Déchéance de nationalité : le sujet qui gène à gauche comme à droite
Le choix de François Hollande de conserver dans son projet de révision constitutionnelle la déchéance de nationalité crée un profond malaise à gauche et place dans l'embarras la droite, qui tout en approuvant cette disposition reste prudente sur ses intentions de vote.
Tout un pan de la gauche faisait part jeudi de son sentiment de trahison, alors que les doutes de l'exécutif avaient installé l'idée que le chef de l'Etat et son Premier ministre Manuel Valls abandonneraient l'idée de pouvoir déchoir de leur nationalité française les binationaux condamnés pour des actes de terrorisme. Une mesure surtout préconisée à droite et au FN.
"La déchéance de nationalité est contraire aux fondements de la République et n'a aucune efficacité contre le terrorisme. Pourquoi alors?" s'est inquiété dans un tweet l'ancien ministre Arnaud Montebourg.
Certains, comme le député PS "frondeur" Pascal Cherki, ont d'ores et déjà annoncé leur intention de voter contre. Même intention chez l'ex-ministre EELV Cécile Duflot, selon qui "à force de vouloir couper l'herbe sous le pied du FN, on risque d'appliquer son programme".
"Voter contre s'impose. J'appelle toutes les consciences républicaines à se réveiller et à refuser cette pente glissante. Il faut savoir poser des bornes infranchissables", déclare-t-elle dans Libération.
François Hollande réussira-t-il son pari de réunir une majorité des trois cinquièmes au Congrès (577 députés et 348 sénateurs réunis à Versailles), en gagnant l'appui de la droite quitte à perdre des voix dans son camp?
"J'espère que François Hollande ne trouvera pas la majorité des 3/5, sinon il doit se présenter à la primaire de la droite. Il est le parfait président de la droite", a critiqué sur Europe-1 l'ancien leader écologiste Daniel Cohn-Bendit, dénonçant "une erreur morale, une faute terrible". Le gouvernement s'employait jeudi à déminer, avant l'arrivée du texte à l'Assemblée le 3 février.

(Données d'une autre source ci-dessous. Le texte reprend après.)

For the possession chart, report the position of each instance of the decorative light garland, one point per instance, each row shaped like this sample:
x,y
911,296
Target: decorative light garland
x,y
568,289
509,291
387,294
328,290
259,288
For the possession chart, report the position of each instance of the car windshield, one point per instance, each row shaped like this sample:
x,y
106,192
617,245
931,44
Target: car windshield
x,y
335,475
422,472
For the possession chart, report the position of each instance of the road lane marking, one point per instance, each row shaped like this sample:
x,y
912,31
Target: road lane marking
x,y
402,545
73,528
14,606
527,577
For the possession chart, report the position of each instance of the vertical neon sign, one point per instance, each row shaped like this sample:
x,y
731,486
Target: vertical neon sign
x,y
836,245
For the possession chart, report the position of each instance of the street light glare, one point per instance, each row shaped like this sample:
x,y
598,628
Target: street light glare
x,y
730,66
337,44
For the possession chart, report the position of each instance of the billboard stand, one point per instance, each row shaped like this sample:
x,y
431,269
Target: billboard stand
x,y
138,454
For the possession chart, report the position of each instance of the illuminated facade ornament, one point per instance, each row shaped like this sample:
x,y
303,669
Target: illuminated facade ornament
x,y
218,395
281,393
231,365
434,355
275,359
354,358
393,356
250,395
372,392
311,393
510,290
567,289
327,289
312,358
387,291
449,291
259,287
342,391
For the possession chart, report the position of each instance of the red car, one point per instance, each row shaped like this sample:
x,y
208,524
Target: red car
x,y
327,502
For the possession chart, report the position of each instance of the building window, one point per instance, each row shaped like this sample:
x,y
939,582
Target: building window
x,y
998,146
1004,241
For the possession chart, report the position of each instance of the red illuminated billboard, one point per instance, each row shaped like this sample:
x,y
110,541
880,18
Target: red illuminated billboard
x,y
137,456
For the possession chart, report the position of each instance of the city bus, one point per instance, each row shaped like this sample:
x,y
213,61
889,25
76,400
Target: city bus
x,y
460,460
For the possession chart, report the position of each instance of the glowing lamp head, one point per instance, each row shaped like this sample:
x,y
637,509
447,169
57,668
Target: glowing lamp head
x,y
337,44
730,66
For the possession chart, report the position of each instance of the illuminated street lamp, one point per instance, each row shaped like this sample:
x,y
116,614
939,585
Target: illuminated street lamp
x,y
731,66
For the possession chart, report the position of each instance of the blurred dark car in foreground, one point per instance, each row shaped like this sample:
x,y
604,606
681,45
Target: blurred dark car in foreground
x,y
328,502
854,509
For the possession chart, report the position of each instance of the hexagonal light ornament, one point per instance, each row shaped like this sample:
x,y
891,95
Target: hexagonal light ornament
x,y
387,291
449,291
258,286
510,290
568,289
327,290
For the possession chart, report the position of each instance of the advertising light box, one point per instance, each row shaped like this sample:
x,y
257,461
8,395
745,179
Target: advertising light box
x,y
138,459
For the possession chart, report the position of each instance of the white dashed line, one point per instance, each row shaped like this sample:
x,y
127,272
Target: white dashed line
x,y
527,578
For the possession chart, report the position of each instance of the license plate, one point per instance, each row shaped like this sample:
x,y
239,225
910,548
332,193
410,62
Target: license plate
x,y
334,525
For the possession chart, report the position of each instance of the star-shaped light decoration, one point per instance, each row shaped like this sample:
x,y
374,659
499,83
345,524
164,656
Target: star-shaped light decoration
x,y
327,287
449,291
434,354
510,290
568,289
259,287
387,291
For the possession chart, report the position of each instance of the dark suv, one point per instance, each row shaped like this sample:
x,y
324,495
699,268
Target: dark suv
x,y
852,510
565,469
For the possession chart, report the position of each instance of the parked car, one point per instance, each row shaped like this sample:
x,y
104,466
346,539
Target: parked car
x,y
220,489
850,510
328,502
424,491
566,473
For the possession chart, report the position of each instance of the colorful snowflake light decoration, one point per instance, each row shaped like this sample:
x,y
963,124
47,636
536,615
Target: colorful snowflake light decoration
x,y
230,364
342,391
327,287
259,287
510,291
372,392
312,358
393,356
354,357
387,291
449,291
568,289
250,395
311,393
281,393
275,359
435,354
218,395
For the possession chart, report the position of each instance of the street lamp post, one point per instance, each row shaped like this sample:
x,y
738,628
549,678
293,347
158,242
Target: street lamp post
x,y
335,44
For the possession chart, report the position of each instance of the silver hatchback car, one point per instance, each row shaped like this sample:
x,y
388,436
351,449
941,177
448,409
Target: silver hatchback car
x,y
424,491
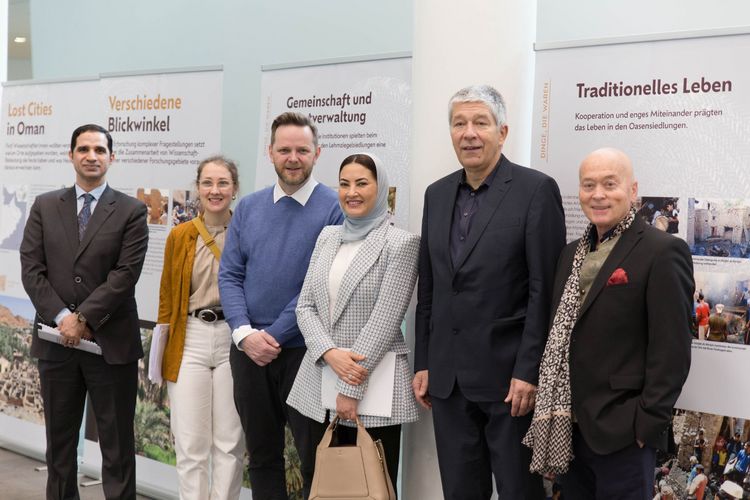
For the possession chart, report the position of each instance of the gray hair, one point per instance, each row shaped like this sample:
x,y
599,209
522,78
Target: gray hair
x,y
484,94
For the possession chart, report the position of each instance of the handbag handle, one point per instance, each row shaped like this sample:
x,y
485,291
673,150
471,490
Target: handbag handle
x,y
363,437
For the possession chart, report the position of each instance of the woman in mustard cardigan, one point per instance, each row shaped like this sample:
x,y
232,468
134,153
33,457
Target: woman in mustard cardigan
x,y
204,421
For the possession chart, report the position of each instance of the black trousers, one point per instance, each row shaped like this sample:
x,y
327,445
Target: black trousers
x,y
627,474
389,435
112,390
476,440
260,394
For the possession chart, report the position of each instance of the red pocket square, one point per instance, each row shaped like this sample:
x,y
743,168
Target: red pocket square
x,y
618,277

"Il y a beaucoup d'émotion autour de tout cela, un peu de surprise, beaucoup de confusion aussi. Donc il va falloir que les choses redescendent et que nous traitions au fond de ce sujet, c'est le travail des parlementaires", a souligné Jean-Marie Le Guen, le secrétaire d'Etat aux Relations avec le Parlement sur BFMTV/RMC.
François Hollande pourrait-il se tourner vers un référendum, l'autre option pour valider une réforme constitutionnelle? "Pas du tout à l'ordre du jour", selon l'Elysée. "Pas dans l’agenda gouvernemental aujourd’hui", abonde Jean-Marie Le Guen.

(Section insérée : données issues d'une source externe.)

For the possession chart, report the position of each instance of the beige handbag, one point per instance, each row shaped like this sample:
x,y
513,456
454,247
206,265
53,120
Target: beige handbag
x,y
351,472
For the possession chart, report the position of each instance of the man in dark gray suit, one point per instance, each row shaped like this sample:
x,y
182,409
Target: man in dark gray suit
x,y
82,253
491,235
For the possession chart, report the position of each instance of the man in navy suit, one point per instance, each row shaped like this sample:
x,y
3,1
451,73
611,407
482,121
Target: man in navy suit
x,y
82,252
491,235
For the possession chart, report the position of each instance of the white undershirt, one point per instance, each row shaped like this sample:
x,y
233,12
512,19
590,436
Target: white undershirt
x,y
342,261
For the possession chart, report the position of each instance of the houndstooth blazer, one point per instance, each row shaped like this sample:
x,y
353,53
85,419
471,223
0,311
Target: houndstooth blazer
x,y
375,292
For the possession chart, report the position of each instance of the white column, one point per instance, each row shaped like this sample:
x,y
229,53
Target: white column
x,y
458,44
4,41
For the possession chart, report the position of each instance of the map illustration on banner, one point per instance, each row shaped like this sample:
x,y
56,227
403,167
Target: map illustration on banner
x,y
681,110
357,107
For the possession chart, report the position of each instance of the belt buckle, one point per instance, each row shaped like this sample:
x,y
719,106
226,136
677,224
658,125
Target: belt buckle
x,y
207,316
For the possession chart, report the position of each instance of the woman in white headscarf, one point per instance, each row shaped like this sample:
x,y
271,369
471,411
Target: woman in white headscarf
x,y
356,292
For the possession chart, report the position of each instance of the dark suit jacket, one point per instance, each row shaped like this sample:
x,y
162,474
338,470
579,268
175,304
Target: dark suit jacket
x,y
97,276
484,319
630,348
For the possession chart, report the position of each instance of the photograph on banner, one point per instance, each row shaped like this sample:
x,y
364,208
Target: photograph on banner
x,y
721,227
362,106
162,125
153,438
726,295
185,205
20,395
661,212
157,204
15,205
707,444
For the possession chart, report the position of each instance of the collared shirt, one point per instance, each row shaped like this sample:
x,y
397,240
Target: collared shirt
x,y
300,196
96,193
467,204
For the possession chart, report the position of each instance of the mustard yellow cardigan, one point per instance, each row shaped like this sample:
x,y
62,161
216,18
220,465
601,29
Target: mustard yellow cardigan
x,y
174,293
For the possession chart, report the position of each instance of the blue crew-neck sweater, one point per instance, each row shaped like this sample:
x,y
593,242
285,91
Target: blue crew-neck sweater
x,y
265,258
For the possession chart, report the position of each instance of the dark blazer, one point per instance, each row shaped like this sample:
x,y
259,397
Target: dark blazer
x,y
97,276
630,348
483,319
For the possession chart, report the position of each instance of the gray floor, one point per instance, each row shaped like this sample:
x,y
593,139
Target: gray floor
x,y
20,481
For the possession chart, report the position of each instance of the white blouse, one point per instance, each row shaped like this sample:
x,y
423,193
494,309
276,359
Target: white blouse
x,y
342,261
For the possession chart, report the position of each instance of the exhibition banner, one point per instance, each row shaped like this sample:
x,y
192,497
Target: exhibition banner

La presse, en dehors du Figaro satisfait, se montrait elle aussi sévère à l'encontre de François Hollande: "débat malsain" (Libération); idéaux piétinés "d'une gauche qui n'en finit pas de manger son chapeau" (DNA) et d'un président qui ajoute "au doute ambiant sur la capacité du gouvernement à mener les affaires de manière sereine, sérieuse et à l'unisson" (Journal de la Haute-Marne).

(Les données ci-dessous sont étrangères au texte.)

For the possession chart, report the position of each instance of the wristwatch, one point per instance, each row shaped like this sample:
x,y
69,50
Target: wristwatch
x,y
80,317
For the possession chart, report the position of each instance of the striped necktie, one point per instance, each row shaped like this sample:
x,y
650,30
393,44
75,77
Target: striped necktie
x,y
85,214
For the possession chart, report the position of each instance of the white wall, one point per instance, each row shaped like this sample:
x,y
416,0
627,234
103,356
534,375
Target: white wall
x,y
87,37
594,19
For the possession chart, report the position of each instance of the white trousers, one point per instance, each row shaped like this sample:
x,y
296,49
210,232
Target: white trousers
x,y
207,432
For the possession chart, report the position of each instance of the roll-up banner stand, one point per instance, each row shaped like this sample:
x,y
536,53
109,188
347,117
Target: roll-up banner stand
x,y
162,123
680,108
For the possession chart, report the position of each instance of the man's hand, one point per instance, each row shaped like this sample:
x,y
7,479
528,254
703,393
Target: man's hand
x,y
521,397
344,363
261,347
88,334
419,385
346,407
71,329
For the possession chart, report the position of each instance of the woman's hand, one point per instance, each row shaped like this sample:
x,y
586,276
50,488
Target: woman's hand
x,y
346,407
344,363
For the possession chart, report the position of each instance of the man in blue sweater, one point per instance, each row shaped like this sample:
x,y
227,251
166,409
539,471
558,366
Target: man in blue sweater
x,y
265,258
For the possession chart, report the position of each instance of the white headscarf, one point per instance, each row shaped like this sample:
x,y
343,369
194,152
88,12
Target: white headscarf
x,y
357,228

Le chef de l'Etat a surtout tenu à ne pas se dédire de son annonce faite devant le Congrès le 16 novembre, trois jours après les massacres de Paris, comme l'a rappelé Manuel Valls mercredi en présentant la réforme, dont le principal volet, l'inscription de l'état d'urgence dans la Constitution, est passé au second plan.
"Il aurait été absolument désastreux qu’après un engagement aussi solennel, qu’on en pense ce que l’on veut sur le fond, le président revienne sur sa parole", a reconnu le député Les Républicains Henri Guaino.
La droite, qui était déjà prête à tomber à bras raccourcis sur le président s'il avait à nouveau renoncé à une promesse, doit se contenter d'attaquer la ministre de la Justice Christiane Taubira, qui avait critiqué la mesure et annoncé à tort son abandon.
Tant Les Républicains que l'UDI se retrouvent désormais face au dilemme de devoir voter pour le texte (ou au moins s'abstenir), ce qui est nécessaire pour atteindre les 3/5e au Congrès. Vers un oui pour certains comme M. Guaino ou Benoist Apparu, non pour Patrick Devedjian.
Le silence radio était de mise chez les ténors: de Nicolas Sarkozy à Alain Juppé en passant par François Fillon, aucun n'avait encore réagi jeudi. Quant au FN, qui estime avoir remporté "une bataille idéologique" sur la déchéance, ses quatre députés et sénateurs devraient voter pour.